Salwa menganggukkan kepala. Ia tidak mampu mengeluarkan suara.
"Wa, aku sudah mencintaimu." Tristan mengecup kening, kemudian pelipis, hidung, dan yang terakhir bibir Salwa.
Salwa tidak berkutik, ia masih shock dengan perkataan suaminya.

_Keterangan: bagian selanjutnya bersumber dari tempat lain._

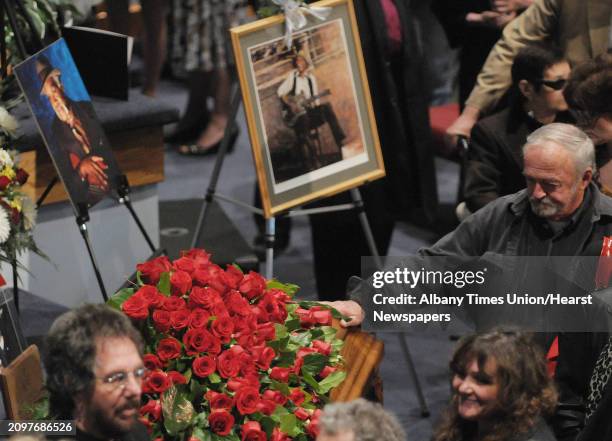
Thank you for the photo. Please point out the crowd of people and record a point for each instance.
(537, 182)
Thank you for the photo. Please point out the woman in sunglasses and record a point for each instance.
(493, 164)
(500, 391)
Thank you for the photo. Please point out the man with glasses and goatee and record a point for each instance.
(93, 359)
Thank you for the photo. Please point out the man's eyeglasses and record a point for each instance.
(119, 379)
(556, 84)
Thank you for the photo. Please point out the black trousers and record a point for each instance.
(317, 116)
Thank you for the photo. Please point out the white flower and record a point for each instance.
(5, 226)
(5, 159)
(8, 123)
(29, 213)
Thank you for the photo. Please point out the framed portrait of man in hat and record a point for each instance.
(68, 124)
(308, 107)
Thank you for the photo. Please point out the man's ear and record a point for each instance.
(587, 177)
(526, 89)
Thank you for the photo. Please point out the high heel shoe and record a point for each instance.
(198, 150)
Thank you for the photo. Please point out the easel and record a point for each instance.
(82, 217)
(356, 205)
(80, 210)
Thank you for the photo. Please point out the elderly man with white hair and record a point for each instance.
(560, 213)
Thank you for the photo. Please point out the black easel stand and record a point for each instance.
(356, 205)
(8, 7)
(123, 190)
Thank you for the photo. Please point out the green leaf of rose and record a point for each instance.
(163, 285)
(119, 297)
(288, 288)
(289, 425)
(178, 411)
(332, 380)
(314, 363)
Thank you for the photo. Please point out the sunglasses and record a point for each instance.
(556, 85)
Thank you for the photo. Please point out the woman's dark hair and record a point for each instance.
(589, 90)
(526, 392)
(70, 352)
(529, 64)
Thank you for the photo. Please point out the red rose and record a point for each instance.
(151, 362)
(266, 407)
(228, 364)
(179, 319)
(161, 320)
(136, 307)
(153, 408)
(313, 429)
(301, 414)
(297, 396)
(280, 374)
(252, 285)
(236, 304)
(180, 282)
(306, 318)
(173, 303)
(221, 422)
(246, 400)
(200, 340)
(209, 275)
(4, 182)
(204, 297)
(263, 356)
(153, 296)
(326, 371)
(277, 435)
(321, 347)
(223, 327)
(198, 318)
(272, 309)
(275, 396)
(168, 349)
(21, 176)
(251, 431)
(232, 277)
(153, 269)
(184, 264)
(156, 382)
(177, 377)
(204, 366)
(218, 401)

Tristan tidak butuh jawaban. Melihat Salwa diam menahan senyum, itu artinya Salwa menerima setiap perkataannya.
"Maaf, boleh aku meminta hakku malam ini?"
Salwa menatap dalam mata suaminya. Ia meyakinkan diri untuk menyerahkan suatu hal yang besar dalam dirinya.

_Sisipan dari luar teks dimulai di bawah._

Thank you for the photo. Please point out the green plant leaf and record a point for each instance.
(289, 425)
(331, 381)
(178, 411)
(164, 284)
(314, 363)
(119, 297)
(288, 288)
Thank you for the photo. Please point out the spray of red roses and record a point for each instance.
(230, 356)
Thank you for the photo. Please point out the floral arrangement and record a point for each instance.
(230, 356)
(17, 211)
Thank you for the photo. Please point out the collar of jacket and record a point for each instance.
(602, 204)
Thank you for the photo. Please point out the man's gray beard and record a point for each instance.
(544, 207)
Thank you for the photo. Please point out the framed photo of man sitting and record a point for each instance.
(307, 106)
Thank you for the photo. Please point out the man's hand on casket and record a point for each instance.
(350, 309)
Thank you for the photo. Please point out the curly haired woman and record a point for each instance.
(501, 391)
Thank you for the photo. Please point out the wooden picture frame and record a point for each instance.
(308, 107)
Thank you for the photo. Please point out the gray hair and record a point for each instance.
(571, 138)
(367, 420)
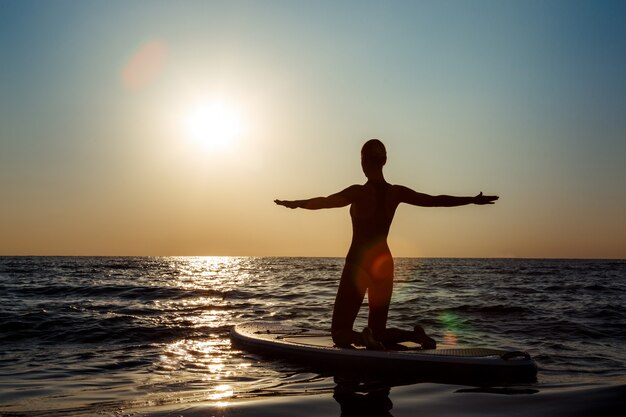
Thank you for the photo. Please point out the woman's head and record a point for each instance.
(373, 153)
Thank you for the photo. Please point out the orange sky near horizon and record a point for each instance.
(169, 129)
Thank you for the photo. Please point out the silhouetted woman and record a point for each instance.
(369, 264)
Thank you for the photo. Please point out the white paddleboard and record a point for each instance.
(316, 349)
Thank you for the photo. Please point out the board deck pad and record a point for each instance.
(316, 348)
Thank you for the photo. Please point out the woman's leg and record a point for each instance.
(347, 304)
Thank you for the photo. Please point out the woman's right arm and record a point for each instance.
(425, 200)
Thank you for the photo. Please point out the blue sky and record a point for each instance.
(522, 99)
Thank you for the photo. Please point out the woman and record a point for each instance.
(369, 264)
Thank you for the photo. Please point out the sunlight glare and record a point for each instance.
(214, 125)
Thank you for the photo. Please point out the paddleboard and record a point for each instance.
(446, 363)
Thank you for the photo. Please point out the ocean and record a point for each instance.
(149, 336)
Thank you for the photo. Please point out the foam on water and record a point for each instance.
(84, 334)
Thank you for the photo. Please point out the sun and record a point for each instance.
(214, 125)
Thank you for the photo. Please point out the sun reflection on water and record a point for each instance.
(203, 359)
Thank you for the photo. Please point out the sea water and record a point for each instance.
(111, 336)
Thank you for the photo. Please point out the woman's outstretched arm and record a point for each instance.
(340, 199)
(424, 200)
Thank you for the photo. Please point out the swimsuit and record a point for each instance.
(369, 267)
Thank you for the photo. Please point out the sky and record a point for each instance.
(168, 128)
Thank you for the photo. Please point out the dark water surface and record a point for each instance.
(106, 336)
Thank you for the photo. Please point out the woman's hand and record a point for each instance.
(287, 203)
(481, 199)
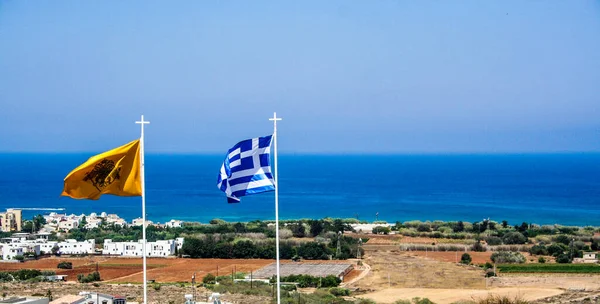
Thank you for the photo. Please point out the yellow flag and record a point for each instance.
(114, 172)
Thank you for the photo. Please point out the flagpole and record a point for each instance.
(276, 181)
(143, 182)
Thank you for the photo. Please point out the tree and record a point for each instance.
(563, 239)
(556, 249)
(316, 227)
(541, 260)
(239, 227)
(507, 257)
(514, 238)
(563, 259)
(478, 247)
(538, 250)
(65, 265)
(55, 250)
(460, 227)
(465, 259)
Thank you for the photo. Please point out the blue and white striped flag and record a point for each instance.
(246, 169)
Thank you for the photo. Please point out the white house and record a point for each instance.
(74, 247)
(162, 248)
(138, 222)
(179, 243)
(70, 246)
(68, 224)
(9, 252)
(85, 297)
(174, 224)
(92, 223)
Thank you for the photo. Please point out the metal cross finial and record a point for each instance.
(275, 118)
(142, 121)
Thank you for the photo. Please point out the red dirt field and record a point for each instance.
(454, 256)
(129, 270)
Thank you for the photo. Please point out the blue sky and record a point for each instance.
(346, 76)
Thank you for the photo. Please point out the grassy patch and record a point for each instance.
(549, 268)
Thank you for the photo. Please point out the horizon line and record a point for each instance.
(332, 153)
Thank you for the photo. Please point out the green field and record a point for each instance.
(549, 268)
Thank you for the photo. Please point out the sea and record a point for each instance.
(534, 188)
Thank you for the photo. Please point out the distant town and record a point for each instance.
(37, 242)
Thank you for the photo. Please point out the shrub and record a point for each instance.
(514, 238)
(541, 260)
(381, 230)
(563, 259)
(507, 257)
(422, 301)
(478, 247)
(65, 265)
(465, 259)
(496, 299)
(538, 250)
(563, 239)
(493, 240)
(338, 292)
(556, 249)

"Bismillahirrohmanirrohim... Mas aku istrimu, kamu berhak atasku. Dan kamu tidak perlu meminta izinku lagi! Perlakukan aku dengan semestinya!"
"Ayo kita shalat dulu!"
Keduanya shalat sunnah bersama sebelum menunaikan hajat mereka.
"Benar kata Ayah, Mas Tristan pria yang baik. Dia bukan hanya tampan dan mapan, tapi juga bisa menjadi imam yang baik. Pantas saja Ayah ngotot ingin menjodohkan kami. Orang tua pasti ingin yang terbaik untuk anaknya." Batin Salwa. Ia mengagumi suaminya saat suaminya dengan khusuk memimpin do'a.

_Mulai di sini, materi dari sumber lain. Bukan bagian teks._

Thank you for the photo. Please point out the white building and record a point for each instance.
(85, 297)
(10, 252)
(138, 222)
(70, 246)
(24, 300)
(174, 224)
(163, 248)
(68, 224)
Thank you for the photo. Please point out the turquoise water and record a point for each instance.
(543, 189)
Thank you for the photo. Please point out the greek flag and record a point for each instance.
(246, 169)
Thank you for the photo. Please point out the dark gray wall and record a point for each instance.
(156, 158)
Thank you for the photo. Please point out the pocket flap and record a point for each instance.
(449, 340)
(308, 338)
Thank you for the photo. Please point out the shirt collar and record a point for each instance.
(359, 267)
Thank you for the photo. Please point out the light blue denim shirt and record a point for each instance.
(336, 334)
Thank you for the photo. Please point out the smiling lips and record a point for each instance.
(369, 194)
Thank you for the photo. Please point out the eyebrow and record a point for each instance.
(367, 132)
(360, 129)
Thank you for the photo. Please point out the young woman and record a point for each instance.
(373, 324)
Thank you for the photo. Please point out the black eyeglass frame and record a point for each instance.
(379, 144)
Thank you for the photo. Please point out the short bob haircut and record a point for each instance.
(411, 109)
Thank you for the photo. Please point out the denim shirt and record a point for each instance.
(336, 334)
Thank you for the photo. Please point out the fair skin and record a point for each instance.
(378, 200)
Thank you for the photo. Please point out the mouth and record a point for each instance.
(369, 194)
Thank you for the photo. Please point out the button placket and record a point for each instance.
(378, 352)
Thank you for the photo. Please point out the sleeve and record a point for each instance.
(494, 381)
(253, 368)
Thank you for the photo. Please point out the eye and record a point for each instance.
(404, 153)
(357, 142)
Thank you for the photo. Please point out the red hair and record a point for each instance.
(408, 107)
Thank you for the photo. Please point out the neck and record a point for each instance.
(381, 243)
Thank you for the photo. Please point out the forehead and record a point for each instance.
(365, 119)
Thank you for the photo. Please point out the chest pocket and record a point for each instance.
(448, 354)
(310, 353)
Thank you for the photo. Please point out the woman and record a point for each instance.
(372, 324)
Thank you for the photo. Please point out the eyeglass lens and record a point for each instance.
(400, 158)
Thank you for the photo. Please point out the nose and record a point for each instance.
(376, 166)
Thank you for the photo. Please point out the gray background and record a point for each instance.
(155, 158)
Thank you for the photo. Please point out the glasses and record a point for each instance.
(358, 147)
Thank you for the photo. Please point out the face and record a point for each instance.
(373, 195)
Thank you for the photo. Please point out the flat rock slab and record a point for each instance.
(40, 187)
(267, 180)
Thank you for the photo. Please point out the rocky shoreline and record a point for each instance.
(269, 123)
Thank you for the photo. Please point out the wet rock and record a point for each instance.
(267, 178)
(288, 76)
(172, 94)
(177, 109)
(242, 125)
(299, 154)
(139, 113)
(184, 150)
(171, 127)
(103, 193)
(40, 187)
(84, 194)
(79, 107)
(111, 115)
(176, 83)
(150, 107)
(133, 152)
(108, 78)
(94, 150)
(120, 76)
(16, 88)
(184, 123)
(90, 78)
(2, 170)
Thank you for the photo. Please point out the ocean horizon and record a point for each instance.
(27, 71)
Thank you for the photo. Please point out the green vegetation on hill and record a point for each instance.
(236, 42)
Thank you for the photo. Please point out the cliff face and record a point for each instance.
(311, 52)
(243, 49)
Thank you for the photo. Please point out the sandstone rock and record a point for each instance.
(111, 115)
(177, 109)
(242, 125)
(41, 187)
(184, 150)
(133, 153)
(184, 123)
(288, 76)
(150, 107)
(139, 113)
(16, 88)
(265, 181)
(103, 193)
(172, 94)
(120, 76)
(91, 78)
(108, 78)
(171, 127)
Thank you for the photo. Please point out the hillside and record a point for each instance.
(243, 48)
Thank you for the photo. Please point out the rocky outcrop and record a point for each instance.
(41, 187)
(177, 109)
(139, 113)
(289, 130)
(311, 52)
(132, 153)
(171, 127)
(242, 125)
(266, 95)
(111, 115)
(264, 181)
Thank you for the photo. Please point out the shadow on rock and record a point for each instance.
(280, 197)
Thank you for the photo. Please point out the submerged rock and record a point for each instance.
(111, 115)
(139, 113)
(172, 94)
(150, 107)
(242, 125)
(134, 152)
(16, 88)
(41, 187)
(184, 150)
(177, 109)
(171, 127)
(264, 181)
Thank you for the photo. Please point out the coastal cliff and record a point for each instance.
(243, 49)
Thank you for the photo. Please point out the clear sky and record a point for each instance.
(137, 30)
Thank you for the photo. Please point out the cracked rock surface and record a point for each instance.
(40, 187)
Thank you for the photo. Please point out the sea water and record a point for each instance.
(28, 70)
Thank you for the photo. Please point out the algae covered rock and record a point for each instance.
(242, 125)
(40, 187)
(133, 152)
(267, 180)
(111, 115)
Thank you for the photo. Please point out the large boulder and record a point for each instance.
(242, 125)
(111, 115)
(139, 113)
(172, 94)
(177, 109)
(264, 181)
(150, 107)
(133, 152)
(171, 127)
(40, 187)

Mereka telah selesai shalat bersama.Tristan membukakan mukenah istrinya. Kemudian ia menggendong Salwa ala bridal style. Saat ini Salwa sudah berbaring di atas tempat tidur. Tristan menarik tali kimono yang Salwa pakai.
"Mas, malu!" Salwa masih mempertahankan kimononya.
Tristan membaca do'a dan membuka bajunya sendiri. Roti sobeknya terpampang dengan nyata. Membuat Salwa menelan salivanya sendiri.Tristan menindih istrinya. Kemudian mencumbunya dengan halus.
Hasrat keduanya semakin menggebu. Baju Salwa sudah terbuka, bagian atasnya yang menonjol menarik perhatian Tristan. Tristan sedang dimabuk asmara. Ia pun bermain-main di sana. Memijat benda kenyal itu, kemudian mengem*t ujungnya seperti bayi kecil yang sedang kehausan.Tubuh Salwa menggelinjang seperti cacing kepanasan.
Tristan pun sudah tidak tahan, ia mulai mengarahkan senjata miliknya. Meraba jalan basah yang akan dilewati senjatanya.
"Mas..." Suara Salwa Parau.
"Aku akan pelan, tahanlah sedikit!"
"Sshhh..." Desis Salwa menahan sakit.
Setelah mencoba beberapa kali, barulah senjata Tristan bisa menembus pertahanan Salwa. Salwa mencengkram seprey kasur, ia merasakan sakit yang cukup dahsyat.
"Ah..!" ******* pun keluar dari mulut Salwa.
Ada sesuatu yang robek di bawah sana. Sontak Salwa menggigit leher dan bahu suaminya untuk meredam suara desahannya.
Setelah bisa menyesuaikan, Tristan memainkan dengan pelan. Dan lambat laun rasa sakit pun berubah menjadi nikmat. Keduanya berlayar di lautan asmara mengarungi samudera cinta. Tristan pun sampai di puncaknya. Ia melafadzkan do'a. Setelah itu ia ke kamar mandi.
"Tidurlah! Terima kasih!" Tristan menutup tubuh istrinya dengan selimut dan tidak lupa mengecup keningnya.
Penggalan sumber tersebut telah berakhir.